The problem with life is that it sometimes gets in the way of blogging.
Seriously, though, we've been busy looking at houses - with a CPA's schedule (the missus), we either move before January or after tax season - May would be safe. March and April are out due to the Bethel Spring Series but the missus's schedule overlaps so it doesn't make a difference - we simply can't move then. Although moving around the holidays wouldn't be ideal, if we didn't we'd have to stay in our apartment for a few extra months. I know, not a big deal, but it feels like we're on hold and we'd like to hit "Play" on our life movie some time soon.
We spent the weekend looking at houses (online, in the paper, and then a whirlwind tour of open houses on Sunday). I did some recon first - and the best way, of course, it to ride a bike around. This is what I did - on what had to be the rainiest day we've had since we moved up here. I was looking forward to riding in the rain for some reason - I alluded to that in my prior post - and the rain, thankfully, didn't let up until I was well into my ride.
One thought that crossed my mind - if I'm going to get wet riding outside, it better be raining. It would be much worse getting wet from just road spray and dripping trees.
I planned a route, but without using any topo type maps, I had no idea how hilly the route would be - and I learned the hard way when I hit my first major hill out here. Struggling in the 39x25, I climbed this massive hill as best I could, my main goal simply to stay upright. Eventually I got up the hill and saw the house - a nice one, the road seemed reasonably trafficked, so the house went on the list.
A quick descent and I proceeded on my way. The roads up here are quite bucolic and I felt like I was riding into the foothills of the mountains.
Come to think of it, I was.
I avoided them all though - I didn't have that time to ride into the actual mountains - and returned to the apartment a couple hours later, soaking wet and happy.
Sunday we visited many of the houses I rode past the day before. We found two new ones in particular we like - one is about a mile away from here, 2500 sf (so a big house for us), older, and renovated to an extreme level (enormous stove in a beautiful kitchen, 8 foot tv screen in the living room with insane sound system, third floor plumbed for a master bedroom suite, beautiful garage, but only 1.1 bathrooms and a low ceiling basement that sometimes gets wet). The other is perhaps 8 or 9 miles away in the middle of nowhere, bigger (3200 sf), has central air, lots of land, usable basement, but has an old kitchen, tiny garage, and virtually no lawn (the land is mainly forest on a steeply angled valley - we'd own 2 acres on each side - with a stream at the bottom).

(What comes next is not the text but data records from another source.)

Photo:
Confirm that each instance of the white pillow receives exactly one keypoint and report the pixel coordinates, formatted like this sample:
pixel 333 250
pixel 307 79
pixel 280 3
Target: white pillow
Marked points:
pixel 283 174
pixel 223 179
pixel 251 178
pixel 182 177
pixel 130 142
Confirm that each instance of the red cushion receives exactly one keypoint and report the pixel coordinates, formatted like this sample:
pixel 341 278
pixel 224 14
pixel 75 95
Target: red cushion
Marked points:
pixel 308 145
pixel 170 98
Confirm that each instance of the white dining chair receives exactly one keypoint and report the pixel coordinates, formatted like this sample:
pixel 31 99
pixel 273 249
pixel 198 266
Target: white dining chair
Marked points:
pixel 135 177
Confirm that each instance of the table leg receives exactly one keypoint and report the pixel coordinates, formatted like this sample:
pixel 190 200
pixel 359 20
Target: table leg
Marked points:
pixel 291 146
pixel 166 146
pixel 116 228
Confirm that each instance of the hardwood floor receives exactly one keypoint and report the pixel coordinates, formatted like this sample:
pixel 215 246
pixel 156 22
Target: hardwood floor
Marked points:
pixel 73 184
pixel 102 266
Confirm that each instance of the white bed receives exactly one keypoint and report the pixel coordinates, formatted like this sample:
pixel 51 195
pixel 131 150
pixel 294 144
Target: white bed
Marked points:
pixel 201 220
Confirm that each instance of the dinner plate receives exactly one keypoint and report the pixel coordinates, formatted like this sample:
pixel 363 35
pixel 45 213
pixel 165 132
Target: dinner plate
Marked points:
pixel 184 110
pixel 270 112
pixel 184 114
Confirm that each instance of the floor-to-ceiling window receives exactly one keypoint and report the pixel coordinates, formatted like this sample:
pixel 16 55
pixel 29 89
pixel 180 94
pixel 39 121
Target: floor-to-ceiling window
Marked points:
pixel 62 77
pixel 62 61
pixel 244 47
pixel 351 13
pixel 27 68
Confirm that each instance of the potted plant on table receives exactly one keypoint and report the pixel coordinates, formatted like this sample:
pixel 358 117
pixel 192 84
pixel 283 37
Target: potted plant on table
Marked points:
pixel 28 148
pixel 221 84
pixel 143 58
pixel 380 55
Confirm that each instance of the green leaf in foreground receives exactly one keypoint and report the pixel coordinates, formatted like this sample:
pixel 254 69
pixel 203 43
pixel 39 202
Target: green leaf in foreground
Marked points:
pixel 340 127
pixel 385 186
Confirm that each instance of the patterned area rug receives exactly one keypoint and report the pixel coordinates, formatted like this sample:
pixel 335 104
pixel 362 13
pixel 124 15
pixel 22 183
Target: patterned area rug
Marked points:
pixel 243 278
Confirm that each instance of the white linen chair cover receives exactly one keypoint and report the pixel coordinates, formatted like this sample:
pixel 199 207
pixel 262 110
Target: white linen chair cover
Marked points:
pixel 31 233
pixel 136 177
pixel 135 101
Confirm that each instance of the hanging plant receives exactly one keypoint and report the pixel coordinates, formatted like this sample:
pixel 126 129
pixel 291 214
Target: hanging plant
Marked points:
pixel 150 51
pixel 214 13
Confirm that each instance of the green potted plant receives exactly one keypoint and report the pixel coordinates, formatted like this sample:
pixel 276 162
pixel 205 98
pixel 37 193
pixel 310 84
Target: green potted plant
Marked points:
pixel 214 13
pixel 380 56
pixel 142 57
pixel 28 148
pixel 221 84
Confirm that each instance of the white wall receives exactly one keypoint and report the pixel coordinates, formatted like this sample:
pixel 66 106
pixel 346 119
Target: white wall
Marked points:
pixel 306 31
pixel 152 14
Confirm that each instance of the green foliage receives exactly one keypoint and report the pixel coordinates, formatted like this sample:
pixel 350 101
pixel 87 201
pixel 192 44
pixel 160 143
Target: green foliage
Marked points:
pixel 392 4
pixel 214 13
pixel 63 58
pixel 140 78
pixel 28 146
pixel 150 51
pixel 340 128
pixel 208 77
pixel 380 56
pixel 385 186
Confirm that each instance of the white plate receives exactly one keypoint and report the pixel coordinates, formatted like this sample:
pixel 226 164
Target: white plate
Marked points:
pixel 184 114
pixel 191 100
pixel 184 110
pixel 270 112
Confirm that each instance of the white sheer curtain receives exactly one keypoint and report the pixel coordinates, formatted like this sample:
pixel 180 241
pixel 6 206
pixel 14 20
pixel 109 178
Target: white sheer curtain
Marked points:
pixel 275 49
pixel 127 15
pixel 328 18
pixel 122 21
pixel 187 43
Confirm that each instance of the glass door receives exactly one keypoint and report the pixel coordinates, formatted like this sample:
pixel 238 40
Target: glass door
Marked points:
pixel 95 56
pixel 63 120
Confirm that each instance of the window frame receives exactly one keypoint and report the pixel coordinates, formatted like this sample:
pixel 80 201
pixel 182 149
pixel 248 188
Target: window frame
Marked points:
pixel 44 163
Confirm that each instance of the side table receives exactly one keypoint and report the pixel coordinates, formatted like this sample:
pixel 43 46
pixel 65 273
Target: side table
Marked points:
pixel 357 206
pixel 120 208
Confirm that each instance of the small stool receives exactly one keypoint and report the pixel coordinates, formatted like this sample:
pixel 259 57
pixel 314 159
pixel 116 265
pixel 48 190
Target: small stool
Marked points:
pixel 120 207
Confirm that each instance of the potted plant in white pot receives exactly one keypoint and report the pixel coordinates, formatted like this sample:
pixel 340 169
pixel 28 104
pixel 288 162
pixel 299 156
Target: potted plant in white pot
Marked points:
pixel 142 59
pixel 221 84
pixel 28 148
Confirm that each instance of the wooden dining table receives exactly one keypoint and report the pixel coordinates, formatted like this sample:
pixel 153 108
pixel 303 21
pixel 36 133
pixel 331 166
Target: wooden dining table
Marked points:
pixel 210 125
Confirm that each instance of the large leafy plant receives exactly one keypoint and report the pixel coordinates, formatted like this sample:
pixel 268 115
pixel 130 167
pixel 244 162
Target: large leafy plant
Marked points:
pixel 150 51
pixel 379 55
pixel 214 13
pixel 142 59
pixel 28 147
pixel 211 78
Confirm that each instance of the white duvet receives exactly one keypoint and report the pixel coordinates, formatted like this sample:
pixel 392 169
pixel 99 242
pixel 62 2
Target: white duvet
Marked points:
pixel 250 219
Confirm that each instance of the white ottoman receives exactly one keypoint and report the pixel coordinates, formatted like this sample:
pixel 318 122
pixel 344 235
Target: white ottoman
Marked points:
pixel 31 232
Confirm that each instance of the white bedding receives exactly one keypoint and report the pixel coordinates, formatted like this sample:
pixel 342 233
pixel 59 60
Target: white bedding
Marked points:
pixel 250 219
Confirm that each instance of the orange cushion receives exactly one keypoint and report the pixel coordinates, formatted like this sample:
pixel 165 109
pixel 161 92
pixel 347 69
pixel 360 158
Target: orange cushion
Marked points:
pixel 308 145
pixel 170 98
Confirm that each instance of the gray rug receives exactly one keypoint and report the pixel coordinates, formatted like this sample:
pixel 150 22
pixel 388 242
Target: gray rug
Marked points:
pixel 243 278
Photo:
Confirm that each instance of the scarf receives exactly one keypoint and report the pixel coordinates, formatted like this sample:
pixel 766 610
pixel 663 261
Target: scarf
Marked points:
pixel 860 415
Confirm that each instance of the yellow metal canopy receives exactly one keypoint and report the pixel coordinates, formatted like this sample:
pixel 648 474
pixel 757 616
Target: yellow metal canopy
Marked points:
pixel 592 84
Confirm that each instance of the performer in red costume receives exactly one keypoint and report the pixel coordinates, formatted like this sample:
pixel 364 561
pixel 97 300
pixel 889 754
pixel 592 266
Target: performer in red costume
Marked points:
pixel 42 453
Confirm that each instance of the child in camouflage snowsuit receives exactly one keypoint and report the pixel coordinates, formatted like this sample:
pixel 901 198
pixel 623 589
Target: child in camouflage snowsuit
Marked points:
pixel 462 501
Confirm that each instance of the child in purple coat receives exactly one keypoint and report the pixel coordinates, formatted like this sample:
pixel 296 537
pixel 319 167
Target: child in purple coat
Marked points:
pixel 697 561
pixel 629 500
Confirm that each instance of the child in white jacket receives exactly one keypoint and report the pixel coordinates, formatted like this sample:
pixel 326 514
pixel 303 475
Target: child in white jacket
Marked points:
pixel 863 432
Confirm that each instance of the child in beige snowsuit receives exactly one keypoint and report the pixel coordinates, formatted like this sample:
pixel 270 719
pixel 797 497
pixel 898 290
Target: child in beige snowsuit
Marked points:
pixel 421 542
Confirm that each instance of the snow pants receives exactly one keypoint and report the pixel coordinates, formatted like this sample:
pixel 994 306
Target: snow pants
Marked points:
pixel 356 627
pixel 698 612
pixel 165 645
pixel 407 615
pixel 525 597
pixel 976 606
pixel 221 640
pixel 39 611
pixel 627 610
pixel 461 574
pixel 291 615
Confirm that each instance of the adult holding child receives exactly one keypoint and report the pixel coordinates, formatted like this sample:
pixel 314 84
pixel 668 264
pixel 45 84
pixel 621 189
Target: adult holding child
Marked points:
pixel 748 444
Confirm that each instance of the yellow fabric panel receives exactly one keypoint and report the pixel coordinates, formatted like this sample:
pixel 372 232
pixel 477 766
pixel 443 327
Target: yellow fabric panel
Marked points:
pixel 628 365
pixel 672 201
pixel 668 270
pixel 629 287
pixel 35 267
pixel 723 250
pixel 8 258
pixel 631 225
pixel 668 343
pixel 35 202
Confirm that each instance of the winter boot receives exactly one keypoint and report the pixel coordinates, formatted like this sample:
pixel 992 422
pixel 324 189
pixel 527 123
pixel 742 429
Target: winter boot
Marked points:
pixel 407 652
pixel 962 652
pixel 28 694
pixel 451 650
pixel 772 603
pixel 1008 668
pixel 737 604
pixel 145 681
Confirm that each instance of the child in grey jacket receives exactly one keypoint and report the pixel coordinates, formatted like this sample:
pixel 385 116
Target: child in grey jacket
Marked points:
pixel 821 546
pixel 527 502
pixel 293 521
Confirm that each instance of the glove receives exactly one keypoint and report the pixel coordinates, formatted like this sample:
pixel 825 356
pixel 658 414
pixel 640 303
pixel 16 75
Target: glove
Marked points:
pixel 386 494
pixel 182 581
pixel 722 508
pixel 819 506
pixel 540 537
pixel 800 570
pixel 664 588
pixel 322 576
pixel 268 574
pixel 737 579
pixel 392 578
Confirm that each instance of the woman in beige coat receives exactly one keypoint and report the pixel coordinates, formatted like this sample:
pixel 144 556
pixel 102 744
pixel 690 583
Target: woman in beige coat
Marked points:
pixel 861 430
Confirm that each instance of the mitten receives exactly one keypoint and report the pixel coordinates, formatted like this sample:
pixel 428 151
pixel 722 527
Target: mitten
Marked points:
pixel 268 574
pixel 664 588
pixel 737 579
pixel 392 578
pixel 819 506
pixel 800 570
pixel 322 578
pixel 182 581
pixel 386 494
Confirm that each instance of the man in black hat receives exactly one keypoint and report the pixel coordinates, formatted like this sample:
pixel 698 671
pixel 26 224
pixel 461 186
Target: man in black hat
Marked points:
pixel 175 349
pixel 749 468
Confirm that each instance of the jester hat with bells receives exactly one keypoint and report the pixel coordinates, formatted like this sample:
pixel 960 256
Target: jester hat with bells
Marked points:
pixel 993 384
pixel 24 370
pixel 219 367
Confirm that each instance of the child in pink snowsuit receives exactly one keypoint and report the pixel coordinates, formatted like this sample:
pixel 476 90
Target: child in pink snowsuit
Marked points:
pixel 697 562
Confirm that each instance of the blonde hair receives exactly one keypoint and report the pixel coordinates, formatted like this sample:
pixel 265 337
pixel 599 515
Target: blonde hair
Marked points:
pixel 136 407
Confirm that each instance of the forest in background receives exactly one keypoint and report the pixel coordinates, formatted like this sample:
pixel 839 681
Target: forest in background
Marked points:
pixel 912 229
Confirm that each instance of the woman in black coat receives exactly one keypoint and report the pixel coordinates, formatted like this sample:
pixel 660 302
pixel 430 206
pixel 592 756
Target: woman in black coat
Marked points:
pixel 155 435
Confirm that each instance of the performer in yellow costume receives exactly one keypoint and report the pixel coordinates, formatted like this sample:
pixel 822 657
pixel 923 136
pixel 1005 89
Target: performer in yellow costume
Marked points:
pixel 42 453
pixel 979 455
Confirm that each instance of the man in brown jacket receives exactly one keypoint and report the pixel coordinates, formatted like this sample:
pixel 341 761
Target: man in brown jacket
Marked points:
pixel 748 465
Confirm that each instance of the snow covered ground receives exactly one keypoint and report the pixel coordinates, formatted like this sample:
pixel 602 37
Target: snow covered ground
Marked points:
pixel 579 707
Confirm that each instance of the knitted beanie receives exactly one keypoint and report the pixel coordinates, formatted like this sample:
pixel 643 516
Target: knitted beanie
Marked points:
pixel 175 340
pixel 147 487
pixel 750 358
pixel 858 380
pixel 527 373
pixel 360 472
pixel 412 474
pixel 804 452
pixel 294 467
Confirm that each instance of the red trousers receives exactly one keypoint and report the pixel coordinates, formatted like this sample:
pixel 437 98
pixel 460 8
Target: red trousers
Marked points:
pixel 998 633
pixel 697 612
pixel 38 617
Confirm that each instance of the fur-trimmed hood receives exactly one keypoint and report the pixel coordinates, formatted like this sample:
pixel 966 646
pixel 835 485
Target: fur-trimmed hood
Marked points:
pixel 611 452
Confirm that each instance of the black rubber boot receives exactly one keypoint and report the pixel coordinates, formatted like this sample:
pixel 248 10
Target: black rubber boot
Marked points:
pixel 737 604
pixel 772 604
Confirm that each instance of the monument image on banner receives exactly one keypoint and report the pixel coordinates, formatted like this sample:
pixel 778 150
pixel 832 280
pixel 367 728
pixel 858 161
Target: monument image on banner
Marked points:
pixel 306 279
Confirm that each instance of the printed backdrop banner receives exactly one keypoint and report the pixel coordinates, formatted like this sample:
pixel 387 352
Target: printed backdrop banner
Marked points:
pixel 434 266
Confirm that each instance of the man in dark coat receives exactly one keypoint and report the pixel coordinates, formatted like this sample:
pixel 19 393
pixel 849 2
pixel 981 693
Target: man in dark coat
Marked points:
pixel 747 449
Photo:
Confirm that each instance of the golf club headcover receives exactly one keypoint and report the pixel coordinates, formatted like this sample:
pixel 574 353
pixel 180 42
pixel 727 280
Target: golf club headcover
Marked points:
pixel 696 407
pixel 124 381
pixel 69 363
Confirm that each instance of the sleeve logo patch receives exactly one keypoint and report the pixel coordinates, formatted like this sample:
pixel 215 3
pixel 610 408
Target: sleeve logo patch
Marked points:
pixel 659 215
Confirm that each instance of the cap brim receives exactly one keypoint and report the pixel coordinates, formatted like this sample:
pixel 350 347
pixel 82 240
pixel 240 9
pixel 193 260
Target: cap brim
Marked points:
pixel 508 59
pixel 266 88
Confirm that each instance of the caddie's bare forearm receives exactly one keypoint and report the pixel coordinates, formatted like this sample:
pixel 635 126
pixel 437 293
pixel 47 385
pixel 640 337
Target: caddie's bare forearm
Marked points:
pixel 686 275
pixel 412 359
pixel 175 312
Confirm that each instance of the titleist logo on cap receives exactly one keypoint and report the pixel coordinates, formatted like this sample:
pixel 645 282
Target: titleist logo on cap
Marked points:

Seeing these two diametrically opposed houses really stopped and made us think of what we want in our home. Until now we had limited our looking to more cookie-cutter houses (4 bed, 2.5 bath, about 2000-2500 sf, some lawn, garage) and jumped when a house had an extra like, say, an office room. Our world view was relatively limited.
I read in a car racing book once that when you make a suspension change, first you should make an extreme one. Go out, drive it, and you'll see what an extreme, say, shock stiffening change would do to your car. Then you adjust it so it's closer to what you actually want. I did the same for mountain bike suspensions - make it super hard, ride a bit, then super soft, ride a bit. You get an idea of what each does and now you're in a position to make a better judgment on what you want.
These two houses were the extremes of our housing world and opened our horizons a bit. We ended up talking about them until we fell asleep.
We still have a few houses we want to check out but it seems our list of "housing wants" has been refined just that little bit more. We need to talk to our agent, schedule a few showings, and see what we find. However, compared to our prior showings, I think we'll be a lot better prepared for spotting what we want (as opposed to what we don't want - we're pretty good about that).